Establishment and Application of Detection System for Millet Seed with Aphelenchoides besseyi

doi:10.7668/hbnxb.20194844

Abstract

Abstract:

In order to better solve the problem of false positive in the detection of Aphelenchoides besseyi Christie and establish a stable,efficient and low cost detection system for millet seed of parasitic nematodes,using millet seed of nematodes Jigu 20 as experimental materials,the number of nematode eluted by medical cotton gauze,coarse nylon gauze and thin nylon gauze was compared.Three effect methods of DNA extraction,namely,cutting,freeze-thaw,enzymatic lysis were designed and compared in order to check their efficiency of DNA extraction from singlenematode.A total of 109 millet seed samples from different seed companies in 2018,2020 and 2021 were detected by the system.The final detection system was as follows:1.5 g seeds were wrapped in thin nylon gauze and soaked for 4 h,then the elution was mixed and counted under microscope for nematode quantification; the single nematode DNA was extracted by enzymatic lysis and characterized by PCR amplification with specific primers.The pathogenic nematodes were molecular-identified as Aphelenchoides besseyi.A total of 4 seed samples from 109 millet seed samples with 5 nematodes per 1.5 g were detected.The system with nematode quantification and qualification can be used for rapid detection of nematodes in large quantities of millet seed,providing technical support for the early diagnosis,monitoring,and prevention and control of millet nematode disease.

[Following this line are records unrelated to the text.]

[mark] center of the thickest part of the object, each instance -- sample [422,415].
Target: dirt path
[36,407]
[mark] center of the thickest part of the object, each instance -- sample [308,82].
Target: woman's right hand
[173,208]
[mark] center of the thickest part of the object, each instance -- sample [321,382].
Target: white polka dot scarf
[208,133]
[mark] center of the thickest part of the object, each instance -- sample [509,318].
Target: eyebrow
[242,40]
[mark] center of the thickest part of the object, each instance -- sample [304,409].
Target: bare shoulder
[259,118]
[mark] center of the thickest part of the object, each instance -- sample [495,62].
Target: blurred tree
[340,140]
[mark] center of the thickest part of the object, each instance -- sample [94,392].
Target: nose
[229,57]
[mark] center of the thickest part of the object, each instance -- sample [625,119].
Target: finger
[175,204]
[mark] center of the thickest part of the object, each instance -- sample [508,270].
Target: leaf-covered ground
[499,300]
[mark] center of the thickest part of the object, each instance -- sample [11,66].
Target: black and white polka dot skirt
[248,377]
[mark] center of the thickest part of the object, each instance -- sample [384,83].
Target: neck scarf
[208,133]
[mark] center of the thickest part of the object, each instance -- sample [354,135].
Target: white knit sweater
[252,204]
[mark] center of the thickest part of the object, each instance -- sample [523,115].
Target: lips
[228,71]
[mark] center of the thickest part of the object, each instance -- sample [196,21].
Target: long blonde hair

Key words: Millet nematode disease, Aphelenchoides besseyi, DNA extraction, Specific PCR, Rapid diagnosis

CLC Number:

ZHANG Mengya, GONG Keke, DONG Zhiping, LIU Jia, MA Jifang, WANG Yongfang, LIU Lei, QUAN Jianzhang, LI Zhiyong, BAI Hui. Establishment and Application of Detection System for Millet Seed with Aphelenchoides besseyi[J]. Acta Agriculturae Boreali-Sinica, 2025, 40(S1): 248-255. doi: 10.7668/hbnxb.20194844.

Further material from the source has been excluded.